La Ciudad de los Árboles (The City of the Trees) is the eighth studio album by Spanish folk metal group Mägo de Oz, it was released on 6 November 2007. It comes in Digibook format and includes a DVD.

The first single of the album is "Y Ahora Voy a Salir (Ranxeira)", a tribute to Mexico in ranchera style.

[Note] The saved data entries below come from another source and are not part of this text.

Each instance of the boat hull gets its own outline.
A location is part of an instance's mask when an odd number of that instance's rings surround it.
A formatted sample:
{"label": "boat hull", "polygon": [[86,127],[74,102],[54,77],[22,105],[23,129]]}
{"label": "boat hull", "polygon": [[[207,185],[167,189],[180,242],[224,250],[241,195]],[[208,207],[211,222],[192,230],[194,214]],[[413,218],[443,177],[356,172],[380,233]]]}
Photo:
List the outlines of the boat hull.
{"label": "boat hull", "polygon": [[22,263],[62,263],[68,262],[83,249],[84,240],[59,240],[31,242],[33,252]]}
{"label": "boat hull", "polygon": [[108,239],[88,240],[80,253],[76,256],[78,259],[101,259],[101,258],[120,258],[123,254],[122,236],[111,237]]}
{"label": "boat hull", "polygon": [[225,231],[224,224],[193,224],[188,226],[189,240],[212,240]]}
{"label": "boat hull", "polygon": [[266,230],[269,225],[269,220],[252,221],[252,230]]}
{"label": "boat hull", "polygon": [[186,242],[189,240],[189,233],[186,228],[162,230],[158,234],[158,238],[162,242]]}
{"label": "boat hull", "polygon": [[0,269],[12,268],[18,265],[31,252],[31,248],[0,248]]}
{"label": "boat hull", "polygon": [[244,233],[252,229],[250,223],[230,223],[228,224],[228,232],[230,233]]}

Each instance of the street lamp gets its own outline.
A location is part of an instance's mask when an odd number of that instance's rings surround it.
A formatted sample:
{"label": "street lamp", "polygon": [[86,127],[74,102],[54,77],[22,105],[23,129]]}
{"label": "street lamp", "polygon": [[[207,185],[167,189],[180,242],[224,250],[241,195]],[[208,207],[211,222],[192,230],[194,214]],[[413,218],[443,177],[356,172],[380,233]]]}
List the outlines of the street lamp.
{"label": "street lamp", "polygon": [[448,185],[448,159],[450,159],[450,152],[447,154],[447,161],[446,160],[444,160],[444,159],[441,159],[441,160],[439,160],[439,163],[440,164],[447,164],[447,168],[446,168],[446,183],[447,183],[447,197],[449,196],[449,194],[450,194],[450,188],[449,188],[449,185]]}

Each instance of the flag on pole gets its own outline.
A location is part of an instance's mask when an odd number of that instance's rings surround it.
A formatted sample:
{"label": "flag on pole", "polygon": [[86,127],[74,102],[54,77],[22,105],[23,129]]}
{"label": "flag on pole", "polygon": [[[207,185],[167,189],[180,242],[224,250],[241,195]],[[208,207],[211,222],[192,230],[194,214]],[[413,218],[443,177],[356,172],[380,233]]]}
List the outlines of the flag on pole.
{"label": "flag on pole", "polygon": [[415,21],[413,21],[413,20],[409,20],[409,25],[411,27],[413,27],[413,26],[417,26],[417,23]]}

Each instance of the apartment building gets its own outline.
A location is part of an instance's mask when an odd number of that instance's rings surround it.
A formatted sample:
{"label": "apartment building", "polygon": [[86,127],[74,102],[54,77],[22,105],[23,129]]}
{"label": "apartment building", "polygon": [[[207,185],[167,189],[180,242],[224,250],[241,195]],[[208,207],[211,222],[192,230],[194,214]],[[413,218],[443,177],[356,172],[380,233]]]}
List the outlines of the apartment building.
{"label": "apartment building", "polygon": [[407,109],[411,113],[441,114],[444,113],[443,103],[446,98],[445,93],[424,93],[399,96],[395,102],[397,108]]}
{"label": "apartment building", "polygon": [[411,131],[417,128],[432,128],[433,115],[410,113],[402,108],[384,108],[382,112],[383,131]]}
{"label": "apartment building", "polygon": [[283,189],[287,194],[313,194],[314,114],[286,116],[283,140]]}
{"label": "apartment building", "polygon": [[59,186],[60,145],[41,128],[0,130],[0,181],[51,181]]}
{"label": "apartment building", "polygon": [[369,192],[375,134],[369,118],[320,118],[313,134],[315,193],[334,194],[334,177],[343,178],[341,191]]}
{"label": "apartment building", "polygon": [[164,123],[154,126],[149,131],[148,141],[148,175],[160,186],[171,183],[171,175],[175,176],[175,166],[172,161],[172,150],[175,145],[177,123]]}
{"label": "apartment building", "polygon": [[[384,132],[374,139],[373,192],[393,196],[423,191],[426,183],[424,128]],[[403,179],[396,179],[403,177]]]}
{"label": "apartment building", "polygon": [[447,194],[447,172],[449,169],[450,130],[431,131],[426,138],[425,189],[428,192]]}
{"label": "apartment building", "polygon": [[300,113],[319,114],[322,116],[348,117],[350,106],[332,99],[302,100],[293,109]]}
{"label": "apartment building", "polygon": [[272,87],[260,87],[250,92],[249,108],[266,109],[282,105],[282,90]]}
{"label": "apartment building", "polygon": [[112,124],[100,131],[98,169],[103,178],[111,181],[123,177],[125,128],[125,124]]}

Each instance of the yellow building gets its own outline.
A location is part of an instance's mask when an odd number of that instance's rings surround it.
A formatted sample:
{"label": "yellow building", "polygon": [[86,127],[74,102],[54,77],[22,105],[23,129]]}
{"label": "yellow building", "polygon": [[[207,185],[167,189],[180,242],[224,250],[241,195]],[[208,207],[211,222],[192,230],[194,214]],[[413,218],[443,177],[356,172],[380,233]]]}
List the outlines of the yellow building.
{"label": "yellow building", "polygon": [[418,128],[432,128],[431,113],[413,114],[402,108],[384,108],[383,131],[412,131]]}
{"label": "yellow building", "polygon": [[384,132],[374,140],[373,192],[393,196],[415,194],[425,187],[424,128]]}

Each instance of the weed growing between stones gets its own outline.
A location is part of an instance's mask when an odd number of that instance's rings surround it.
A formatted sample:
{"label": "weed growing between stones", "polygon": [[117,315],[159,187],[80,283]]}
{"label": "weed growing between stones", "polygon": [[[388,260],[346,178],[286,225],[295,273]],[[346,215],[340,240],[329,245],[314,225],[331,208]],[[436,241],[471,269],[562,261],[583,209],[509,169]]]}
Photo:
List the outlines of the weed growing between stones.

The second single of the album is "Deja de Llorar (Y Vuélvete a Levantar)"

Professional ratings
Review scores
| Source | Rating |
| Allmusic | link |

==Tracks==
1. El Espíritu del Bosque (Intro) (The Spirit Of The Forest) - 1:46
2. La Ciudad de los Árboles (The City Of the Trees) - 6:02
3. Mi Nombre es Rock & Roll (My Name Is Rock & Roll) - 6:03
4. El Rincón de los Sentidos (The Corner of Senses) - 4:39
5. Deja de Llorar (Y Vuélvete a Levantar) (Stop Crying And Stand Up Again) - 4:18
6. La Canción de los Deseos (The Song of Desires) - 4:01
7. Y Ahora Voy a Salir (Ranxeira) (And Now I'm Going to Leave [ranchera version]) - 3:53
8. Runa Llena* (Full Rune) - 4:46
9. Resacosix en la Barra (cover version of Queen's "'39") - 3:47
10. No Queda sino Batirnos (There's no option but to Fight) - 4:19
11. Sin Ti, Sería Silencio (Parte II) (Without You, It Would Be Silence) - 4:42
12. Si Molesto, Me Quedo (If I Disturb, I Stay) - 4:38
13. El Espíritu del Bosque II (Outro) (The Spirit Of the Forest II) - 1:15

- * A play on the phrase "Full Moon", in Spanish "Luna Llena".